Since you didn’t take down the last one… A modern poet, Don Mclean, Falling Through Time: I can’t answer the questions you ask me, I don’t know what to say. The answers are somewhere lost in the stars when the night has turned to day. But I know if the silence of night could be here, It would drift through my soul and calm all my fear And I could reach out and draw you so near to me
Touch me and warm me and I will lie still. And all that you ask me to give you I will One living moment we’ll have for our own. A brief flash of time that we spent unalone. But you ask me for nothing and give what you can And we’re wrapped in a pillow of sleep once again And my memory drifts through the universe when we are one
Closely we’re falling through time
And the earth will turn in the silence of space, always in motion yet always in place And all things will change yet remain what they are. And far will be near and near will be far And the ages will darken and blend into time And all that is poetry will no longer rhyme But our moment together is forever sublime
For the time has arrived when we must understand That we’re lost in a void on this sad speck of sand And nobody knows where we are, no one cares And the tears that we shed in the dark no one cares And the madmen who plunder this world for their fame Have forgotten that no one remembers their name But time and the universe are always the same
Closely we’re falling through time
I lived in Regensburg, Germany for awhile, in which there is a hunk of stone wall that dates back to just after the time of Christ. If I recall, it wasn’t far from a McDonald’s.

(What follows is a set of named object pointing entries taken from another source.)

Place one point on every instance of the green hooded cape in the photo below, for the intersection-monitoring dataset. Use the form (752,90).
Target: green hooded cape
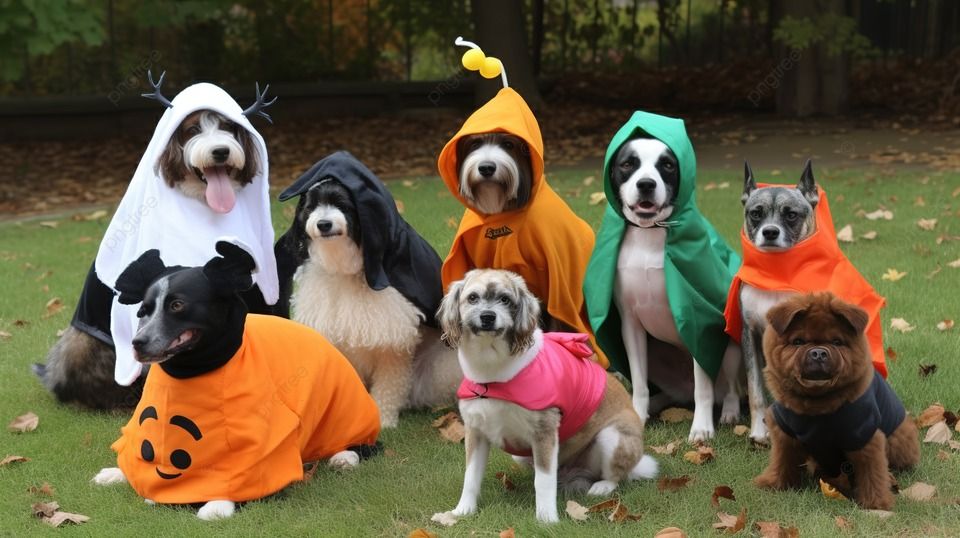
(698,264)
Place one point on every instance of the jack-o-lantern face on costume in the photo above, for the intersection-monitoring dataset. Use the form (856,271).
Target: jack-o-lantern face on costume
(179,457)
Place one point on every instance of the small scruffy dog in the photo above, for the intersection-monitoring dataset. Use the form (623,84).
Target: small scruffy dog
(370,284)
(535,393)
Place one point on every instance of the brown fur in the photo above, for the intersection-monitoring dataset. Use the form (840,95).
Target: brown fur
(821,320)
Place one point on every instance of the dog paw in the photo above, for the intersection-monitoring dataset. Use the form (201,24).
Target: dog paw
(345,459)
(602,487)
(109,476)
(214,510)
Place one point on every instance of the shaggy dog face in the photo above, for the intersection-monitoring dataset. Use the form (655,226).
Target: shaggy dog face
(209,158)
(495,172)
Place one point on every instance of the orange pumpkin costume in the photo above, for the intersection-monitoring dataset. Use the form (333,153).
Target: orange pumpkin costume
(545,242)
(243,431)
(814,264)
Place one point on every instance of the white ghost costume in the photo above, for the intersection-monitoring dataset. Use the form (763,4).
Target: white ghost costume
(153,215)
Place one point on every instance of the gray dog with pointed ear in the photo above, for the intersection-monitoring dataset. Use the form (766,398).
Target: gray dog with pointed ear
(775,219)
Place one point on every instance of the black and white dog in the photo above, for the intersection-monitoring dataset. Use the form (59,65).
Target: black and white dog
(645,177)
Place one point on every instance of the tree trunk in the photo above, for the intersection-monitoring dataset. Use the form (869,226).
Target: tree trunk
(500,33)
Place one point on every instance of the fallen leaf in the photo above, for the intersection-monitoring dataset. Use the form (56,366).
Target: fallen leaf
(505,480)
(447,519)
(672,484)
(731,524)
(919,491)
(24,423)
(676,414)
(893,275)
(845,234)
(13,459)
(939,434)
(900,324)
(721,492)
(450,427)
(701,455)
(576,511)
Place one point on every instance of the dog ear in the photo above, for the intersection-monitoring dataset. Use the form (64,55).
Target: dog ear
(527,317)
(850,313)
(808,185)
(137,277)
(749,184)
(782,315)
(232,271)
(448,315)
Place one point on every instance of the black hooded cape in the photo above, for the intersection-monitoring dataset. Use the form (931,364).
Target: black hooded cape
(394,254)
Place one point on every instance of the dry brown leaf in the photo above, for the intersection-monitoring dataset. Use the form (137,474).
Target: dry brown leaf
(919,491)
(13,459)
(939,434)
(577,511)
(676,414)
(672,484)
(893,275)
(721,492)
(24,423)
(900,324)
(845,235)
(731,524)
(450,427)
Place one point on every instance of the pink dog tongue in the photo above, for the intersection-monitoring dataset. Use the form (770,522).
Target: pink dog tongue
(220,195)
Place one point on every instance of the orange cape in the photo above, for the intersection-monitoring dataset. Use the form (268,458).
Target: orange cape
(545,242)
(244,430)
(814,264)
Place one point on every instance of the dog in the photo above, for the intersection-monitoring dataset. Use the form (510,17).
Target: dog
(193,176)
(507,400)
(830,403)
(234,403)
(645,178)
(370,284)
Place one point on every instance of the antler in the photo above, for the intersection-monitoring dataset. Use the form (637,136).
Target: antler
(259,105)
(156,90)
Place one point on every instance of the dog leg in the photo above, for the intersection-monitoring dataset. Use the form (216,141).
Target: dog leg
(635,342)
(702,427)
(546,448)
(871,475)
(214,510)
(786,460)
(752,355)
(478,450)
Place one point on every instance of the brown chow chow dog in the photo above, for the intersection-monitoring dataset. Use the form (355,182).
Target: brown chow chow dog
(831,406)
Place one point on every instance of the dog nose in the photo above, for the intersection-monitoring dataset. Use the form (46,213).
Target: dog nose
(817,354)
(646,185)
(220,154)
(487,319)
(487,168)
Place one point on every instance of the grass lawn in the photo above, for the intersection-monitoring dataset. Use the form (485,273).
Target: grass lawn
(420,474)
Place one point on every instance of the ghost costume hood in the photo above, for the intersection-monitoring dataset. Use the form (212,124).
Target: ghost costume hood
(698,265)
(394,254)
(152,215)
(814,264)
(544,241)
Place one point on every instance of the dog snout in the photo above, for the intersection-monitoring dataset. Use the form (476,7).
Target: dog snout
(487,168)
(487,319)
(220,153)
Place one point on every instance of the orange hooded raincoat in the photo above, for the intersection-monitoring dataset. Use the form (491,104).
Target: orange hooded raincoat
(545,242)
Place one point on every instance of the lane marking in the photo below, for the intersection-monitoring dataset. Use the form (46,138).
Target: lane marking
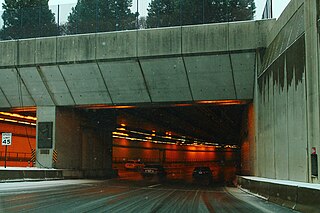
(152,186)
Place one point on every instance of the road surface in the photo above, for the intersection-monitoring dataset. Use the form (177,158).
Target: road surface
(127,194)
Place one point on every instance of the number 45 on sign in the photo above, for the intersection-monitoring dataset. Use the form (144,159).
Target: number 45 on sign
(6,139)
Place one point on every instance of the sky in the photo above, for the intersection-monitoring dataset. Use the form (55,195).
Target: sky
(278,6)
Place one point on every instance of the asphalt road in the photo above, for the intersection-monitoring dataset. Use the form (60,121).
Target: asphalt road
(127,194)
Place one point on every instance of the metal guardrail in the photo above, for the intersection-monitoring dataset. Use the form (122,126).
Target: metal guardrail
(67,19)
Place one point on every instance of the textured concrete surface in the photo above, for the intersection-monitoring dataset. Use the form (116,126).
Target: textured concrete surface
(178,64)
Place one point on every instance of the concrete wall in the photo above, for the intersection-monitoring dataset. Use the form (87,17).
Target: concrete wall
(177,64)
(82,141)
(248,144)
(287,98)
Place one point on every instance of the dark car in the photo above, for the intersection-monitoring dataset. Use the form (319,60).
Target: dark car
(154,171)
(202,174)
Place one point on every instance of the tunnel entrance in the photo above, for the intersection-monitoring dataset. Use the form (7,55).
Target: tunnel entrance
(181,137)
(178,136)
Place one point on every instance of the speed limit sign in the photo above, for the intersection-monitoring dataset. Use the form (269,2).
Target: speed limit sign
(6,139)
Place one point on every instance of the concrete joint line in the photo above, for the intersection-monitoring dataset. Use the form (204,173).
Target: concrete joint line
(144,80)
(104,82)
(20,83)
(46,85)
(65,82)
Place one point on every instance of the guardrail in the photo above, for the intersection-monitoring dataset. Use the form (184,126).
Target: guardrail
(15,156)
(97,16)
(293,195)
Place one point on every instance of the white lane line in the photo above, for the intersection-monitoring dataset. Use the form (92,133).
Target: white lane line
(152,186)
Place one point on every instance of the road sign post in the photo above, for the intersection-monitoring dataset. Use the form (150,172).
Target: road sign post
(6,141)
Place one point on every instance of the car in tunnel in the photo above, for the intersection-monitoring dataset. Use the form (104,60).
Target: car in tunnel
(202,174)
(154,171)
(134,165)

200-year old buildings don’t feel philosophically different from 2000-year old buildings to me. I have however sometimes found it thought-provoking to be in places where ~nothing was more than 50 years old; it’s odd living in a completely different world than your ancestors.
I can’t address the interesting philosophical questions raised by this post and the comments. What I can say is go to the Turf Tavern before you leave Oxford. I will say no more. Go.
Random question:
The Pyramids were once covered with beautiful polished marble. Since then, they have been the victim of vandals and others looking for construction material. Many other ancient monuments have experienced significant damage as a result of both natural events (earthquakes, etc.) and human greed.

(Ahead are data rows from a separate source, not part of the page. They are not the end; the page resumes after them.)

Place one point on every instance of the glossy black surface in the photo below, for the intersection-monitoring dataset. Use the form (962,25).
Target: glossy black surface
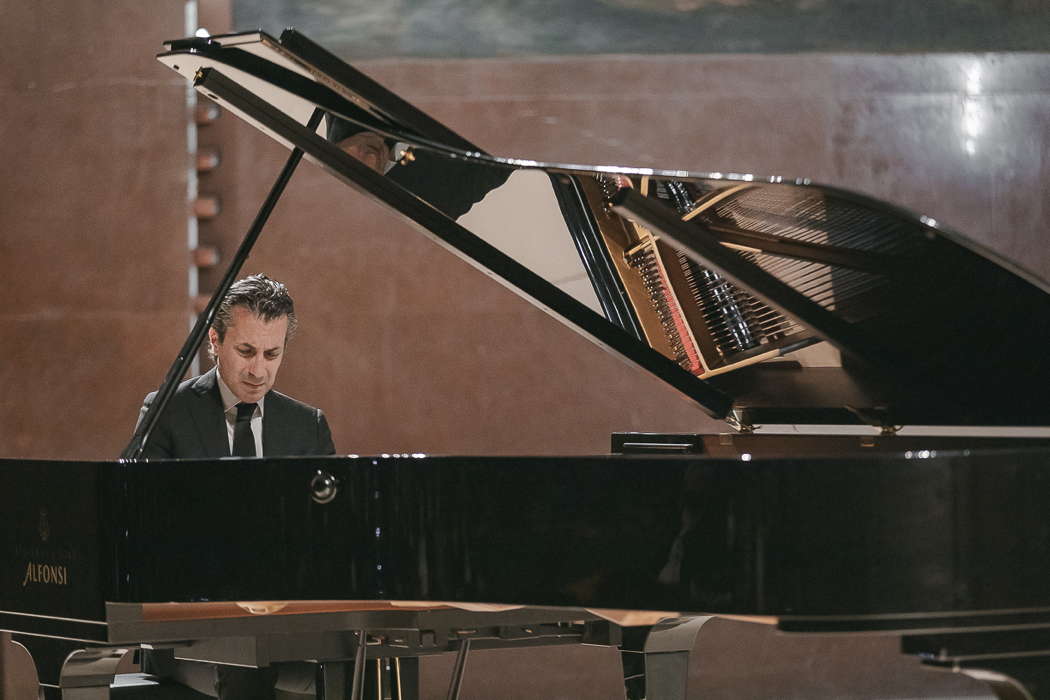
(936,330)
(922,532)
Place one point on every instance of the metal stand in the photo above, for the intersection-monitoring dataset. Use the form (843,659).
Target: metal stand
(457,680)
(1013,664)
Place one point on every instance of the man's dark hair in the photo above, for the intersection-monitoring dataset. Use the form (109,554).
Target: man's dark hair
(266,298)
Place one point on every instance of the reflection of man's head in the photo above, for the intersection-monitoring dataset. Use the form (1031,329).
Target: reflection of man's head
(363,145)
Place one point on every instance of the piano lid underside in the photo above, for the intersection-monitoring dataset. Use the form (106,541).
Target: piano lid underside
(932,330)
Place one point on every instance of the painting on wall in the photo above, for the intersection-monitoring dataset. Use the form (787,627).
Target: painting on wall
(473,28)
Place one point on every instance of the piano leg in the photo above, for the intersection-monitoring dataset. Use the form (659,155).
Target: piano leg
(457,679)
(87,673)
(662,673)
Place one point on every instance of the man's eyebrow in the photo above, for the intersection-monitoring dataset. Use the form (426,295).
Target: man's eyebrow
(247,344)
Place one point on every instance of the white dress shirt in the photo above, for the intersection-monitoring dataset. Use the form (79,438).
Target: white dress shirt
(230,402)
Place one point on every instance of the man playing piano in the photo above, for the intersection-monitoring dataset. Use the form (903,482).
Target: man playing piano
(232,410)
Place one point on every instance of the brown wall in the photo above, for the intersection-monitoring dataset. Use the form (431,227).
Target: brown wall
(92,221)
(408,348)
(405,346)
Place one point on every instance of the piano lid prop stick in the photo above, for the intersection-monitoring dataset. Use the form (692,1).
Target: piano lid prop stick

In principle, we could repair these monuments. Ignoring, for the moment, the costs of doing so, would it be better to restore them to the state they were in when they were built, or leave them as they are?
Thoughts on growing up/older/maturing/changing:
Someone once said to me, “But you are far too young to have ever experienced true love. You need your heart broken a good seven to ten times before you can actually appreciate a real lover. Few people under forty know what I’m talking about… maybe in another two or three decades you’ll get the point.”

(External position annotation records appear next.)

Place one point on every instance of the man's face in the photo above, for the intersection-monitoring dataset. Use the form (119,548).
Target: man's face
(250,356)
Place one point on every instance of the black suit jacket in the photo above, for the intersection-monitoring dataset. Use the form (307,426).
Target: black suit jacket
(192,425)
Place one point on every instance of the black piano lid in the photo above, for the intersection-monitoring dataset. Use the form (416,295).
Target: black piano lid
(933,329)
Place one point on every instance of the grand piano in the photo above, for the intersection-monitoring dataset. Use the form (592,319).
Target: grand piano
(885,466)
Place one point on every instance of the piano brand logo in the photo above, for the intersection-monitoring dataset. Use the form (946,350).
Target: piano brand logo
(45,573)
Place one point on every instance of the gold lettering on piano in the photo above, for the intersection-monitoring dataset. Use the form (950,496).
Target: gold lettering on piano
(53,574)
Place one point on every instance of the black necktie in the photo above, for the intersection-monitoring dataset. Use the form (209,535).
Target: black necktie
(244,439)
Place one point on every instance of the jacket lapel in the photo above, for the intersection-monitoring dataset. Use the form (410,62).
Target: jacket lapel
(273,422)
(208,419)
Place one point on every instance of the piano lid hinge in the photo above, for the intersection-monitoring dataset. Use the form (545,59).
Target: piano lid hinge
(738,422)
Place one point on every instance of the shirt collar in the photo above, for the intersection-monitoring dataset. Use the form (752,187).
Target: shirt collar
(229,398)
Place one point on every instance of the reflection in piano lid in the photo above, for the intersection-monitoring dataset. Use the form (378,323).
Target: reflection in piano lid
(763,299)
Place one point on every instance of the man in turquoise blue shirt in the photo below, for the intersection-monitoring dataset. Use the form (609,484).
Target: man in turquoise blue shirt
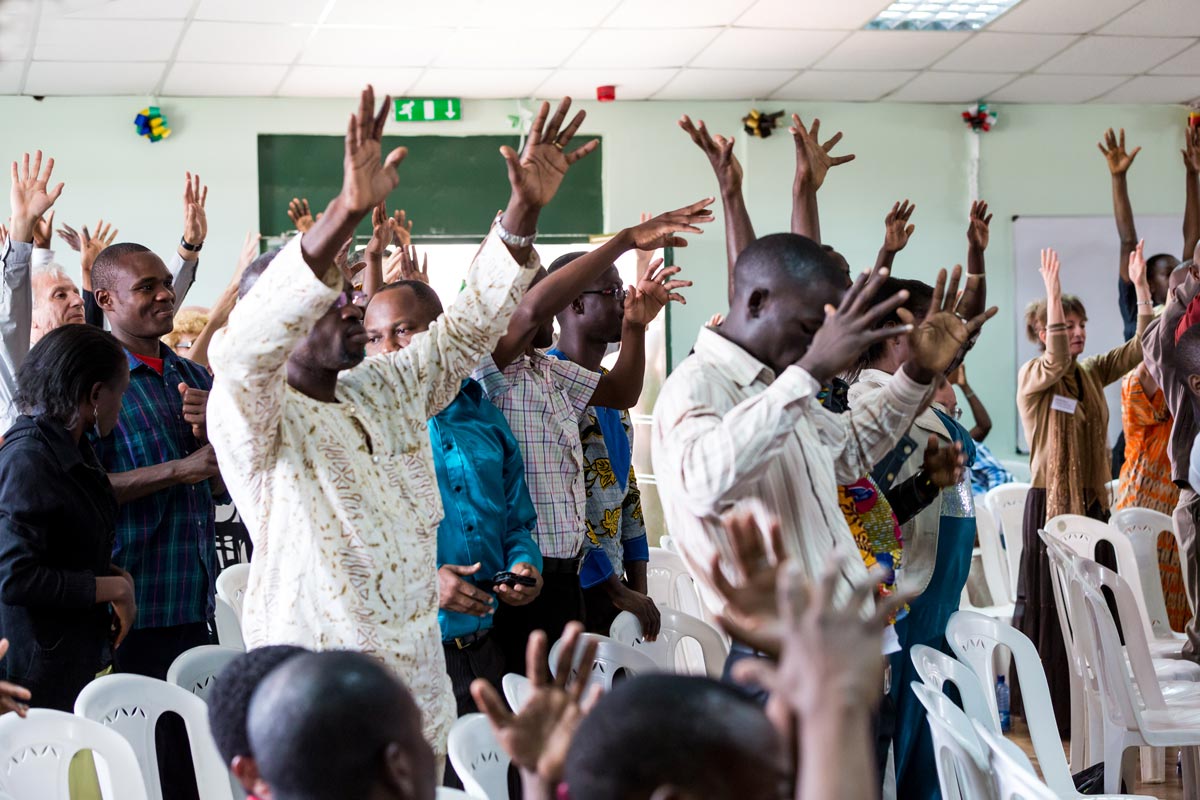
(489,517)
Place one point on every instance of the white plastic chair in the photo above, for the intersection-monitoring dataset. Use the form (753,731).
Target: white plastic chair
(197,669)
(479,761)
(36,756)
(1081,535)
(961,764)
(676,632)
(516,690)
(612,659)
(131,707)
(1007,504)
(936,668)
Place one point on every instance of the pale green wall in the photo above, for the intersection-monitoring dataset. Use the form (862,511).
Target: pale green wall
(1041,161)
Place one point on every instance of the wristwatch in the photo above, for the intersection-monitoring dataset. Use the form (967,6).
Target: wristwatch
(511,239)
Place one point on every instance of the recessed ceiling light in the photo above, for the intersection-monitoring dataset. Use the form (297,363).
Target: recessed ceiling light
(940,14)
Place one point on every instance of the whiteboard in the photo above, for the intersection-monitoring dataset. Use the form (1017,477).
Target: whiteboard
(1089,250)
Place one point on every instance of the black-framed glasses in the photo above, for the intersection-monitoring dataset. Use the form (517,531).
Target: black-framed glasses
(617,293)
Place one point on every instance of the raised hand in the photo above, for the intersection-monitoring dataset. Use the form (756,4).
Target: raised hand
(719,150)
(978,226)
(935,344)
(539,170)
(897,229)
(300,214)
(850,328)
(751,609)
(653,293)
(1115,152)
(659,232)
(813,158)
(30,196)
(943,465)
(367,180)
(539,734)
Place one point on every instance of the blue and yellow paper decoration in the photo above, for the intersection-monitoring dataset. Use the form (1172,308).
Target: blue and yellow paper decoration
(151,124)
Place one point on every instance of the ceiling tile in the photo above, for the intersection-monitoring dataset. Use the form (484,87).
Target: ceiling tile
(1153,89)
(631,84)
(1185,64)
(1158,18)
(859,85)
(484,49)
(642,48)
(951,86)
(844,14)
(93,78)
(262,11)
(1060,16)
(346,82)
(363,47)
(106,40)
(409,14)
(988,52)
(724,84)
(1056,89)
(244,42)
(672,13)
(223,79)
(1114,55)
(479,83)
(892,49)
(751,48)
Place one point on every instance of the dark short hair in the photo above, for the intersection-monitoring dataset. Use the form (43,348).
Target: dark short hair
(108,264)
(61,368)
(229,699)
(693,733)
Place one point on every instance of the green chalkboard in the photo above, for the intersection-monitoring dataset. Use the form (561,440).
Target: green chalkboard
(450,186)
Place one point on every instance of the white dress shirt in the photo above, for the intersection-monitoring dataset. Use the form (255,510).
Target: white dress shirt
(729,433)
(341,498)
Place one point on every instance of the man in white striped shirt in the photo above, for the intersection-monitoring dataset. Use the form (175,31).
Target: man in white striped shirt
(738,423)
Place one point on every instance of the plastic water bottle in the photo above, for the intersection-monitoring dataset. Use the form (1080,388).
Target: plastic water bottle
(1002,705)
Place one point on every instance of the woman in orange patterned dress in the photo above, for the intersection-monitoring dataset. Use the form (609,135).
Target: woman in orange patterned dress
(1146,477)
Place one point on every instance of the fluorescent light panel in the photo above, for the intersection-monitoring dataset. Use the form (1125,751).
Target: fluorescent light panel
(940,14)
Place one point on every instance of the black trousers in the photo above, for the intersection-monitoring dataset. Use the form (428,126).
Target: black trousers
(149,651)
(559,602)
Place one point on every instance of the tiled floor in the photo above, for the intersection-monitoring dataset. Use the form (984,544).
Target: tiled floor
(1173,789)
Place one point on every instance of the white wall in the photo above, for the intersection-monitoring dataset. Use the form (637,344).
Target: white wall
(1039,161)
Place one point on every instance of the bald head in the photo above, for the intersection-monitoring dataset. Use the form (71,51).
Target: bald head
(339,726)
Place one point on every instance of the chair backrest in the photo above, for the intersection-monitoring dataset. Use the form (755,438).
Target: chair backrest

Interestingly, Keats was only two years older than me when he died. Did Keats love?
Comparing my two current favorite poets, Keats and Yeats is quite interesting. Yeats lived into his 80s and loved many women, Keats his mere 20s and only claims true love with one (his Fanny). Yeats’ early poetry is in many ways similar to Keats’s in its abandon, though not it’s sheer sorrow (Keats was dying), while his middle-aged poetry is much more mature and reflective. Moving onto his later stuff is just horribly depressing… What a beautiful man to become such a bitter old cynic… Age and The Ages will indeed change us… Lets hope we can figure out how to stay young...
I’ve lived in Europe my entire life (minus two weeks and a half) and I still get feelings like that once in a while.